DUBAI (Reuters) - Iran’s currency, the rial, plunged to an all-time low on Sunday, exchange traders said, as Western nations sought to further isolate the country economically and diplomatically.
The rial’s latest slump coincides with Canada’s unexpected decision to sever ties with Iran and talks among European Union member states about introducing further embargoes against Iran.
The United States and its allies have imposed sanctions since the beginning of the year over Tehran’s nuclear activities which they suspect are part of a drive to develop a weapons capability, allegations which Iran has repeatedly denied.
The open-market dollar rate stood at around 24,000 rials, traders told Reuters by telephone on Sunday, a slump of nine percent over three days.
On Thursday, the rial traded at about 22,000 to the dollar, they said.
“It’s really bad,” a currency trader who asked not to be named said by phone from Tehran. “It’s the worst it’s ever been.”
Another trader said his company had suspended business because of the volatile rates. This was the lowest he had ever seen the rial sink, he said.
“We’re not selling,” he said by phone. “The price has to stabilize so we can actually buy some dollars,” he said.
The Iranian government has characterized the sanctions as all-out economic war.
“We are fighting with the world in an economic sense,” the governor of Iran’s central bank, Mahmoud Bahmani, said on Sunday, the Iranian Students’ News Agency reported. “The conditions we are in are war conditions.”
The direct cause of the sharp fall is unclear but one trader speculated it was because of the government’s difficulty in getting hold of foreign currency due to U.S. sanctions which directly target the central bank.
On Friday, the Canadian government announced it had closed its embassy in Tehran citing Tehran’s nuclear program, hostility toward Israel and its support for ally Syria.
Simultaneously, the foreign ministers of Britain, France and Germany urged fellow EU member states to ratchet up sanctions against Iran.

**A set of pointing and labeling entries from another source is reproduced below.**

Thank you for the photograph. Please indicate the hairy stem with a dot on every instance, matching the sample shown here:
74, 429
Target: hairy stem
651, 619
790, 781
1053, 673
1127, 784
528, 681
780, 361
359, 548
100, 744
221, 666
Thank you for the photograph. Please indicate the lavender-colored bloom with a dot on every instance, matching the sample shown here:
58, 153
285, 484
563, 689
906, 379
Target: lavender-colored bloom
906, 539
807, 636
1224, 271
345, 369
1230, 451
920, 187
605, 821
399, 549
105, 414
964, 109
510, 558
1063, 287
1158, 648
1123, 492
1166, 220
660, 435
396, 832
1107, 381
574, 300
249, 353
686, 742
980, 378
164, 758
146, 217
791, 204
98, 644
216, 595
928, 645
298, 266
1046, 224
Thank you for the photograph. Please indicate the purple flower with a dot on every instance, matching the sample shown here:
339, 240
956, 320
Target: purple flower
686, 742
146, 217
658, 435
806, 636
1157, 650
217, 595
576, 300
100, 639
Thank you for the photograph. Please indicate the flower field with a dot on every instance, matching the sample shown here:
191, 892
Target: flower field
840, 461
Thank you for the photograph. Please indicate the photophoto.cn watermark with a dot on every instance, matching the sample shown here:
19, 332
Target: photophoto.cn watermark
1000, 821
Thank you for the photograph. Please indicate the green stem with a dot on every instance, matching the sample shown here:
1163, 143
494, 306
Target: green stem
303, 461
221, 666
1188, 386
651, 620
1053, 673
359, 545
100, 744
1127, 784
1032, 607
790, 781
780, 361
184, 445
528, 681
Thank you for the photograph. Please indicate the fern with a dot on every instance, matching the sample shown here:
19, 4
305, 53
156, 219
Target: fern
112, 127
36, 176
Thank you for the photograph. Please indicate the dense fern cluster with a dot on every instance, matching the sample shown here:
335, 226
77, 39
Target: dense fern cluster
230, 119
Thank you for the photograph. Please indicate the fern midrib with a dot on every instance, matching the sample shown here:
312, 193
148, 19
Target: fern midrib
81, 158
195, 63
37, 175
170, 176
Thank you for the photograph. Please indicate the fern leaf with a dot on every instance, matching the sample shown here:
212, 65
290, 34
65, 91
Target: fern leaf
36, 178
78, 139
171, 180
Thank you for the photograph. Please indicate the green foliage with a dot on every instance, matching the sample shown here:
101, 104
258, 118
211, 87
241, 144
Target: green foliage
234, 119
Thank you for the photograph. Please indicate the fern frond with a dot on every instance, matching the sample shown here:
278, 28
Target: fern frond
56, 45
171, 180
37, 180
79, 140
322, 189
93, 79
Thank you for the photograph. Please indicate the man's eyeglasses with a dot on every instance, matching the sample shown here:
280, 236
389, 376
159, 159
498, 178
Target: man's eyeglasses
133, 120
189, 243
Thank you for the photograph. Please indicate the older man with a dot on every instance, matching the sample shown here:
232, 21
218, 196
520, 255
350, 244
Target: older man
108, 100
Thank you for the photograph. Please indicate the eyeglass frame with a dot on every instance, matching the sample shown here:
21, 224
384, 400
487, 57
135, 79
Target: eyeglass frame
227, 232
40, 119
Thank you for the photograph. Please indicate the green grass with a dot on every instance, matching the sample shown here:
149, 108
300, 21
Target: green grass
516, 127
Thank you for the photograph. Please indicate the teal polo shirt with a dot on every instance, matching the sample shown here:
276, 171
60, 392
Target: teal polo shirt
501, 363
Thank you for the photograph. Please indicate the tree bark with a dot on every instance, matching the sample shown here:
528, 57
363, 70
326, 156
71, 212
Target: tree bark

The bloc imposed a total ban on purchases of Iranian crude at the beginning of July.
The news comes as the government searches for ways to shore up its faltering currency and unify its open market rate with the official rate that is fixed at 12,260 rials to the dollar.
The subsidized rate is available only to government departments and some importers of priority goods.
Last month Bahmani suggested he would change the official reference rate “within 10 days”, news that sent the rial’s unofficial price tumbling 5 percent.
In an apparent change of policy, officials from the Ministry of Economics have since proposed a currency bourse open to major traders, which they say would increase transparency and stability.
Private traders are arguing against the proposal, saying it amounts to a government takeover of the market.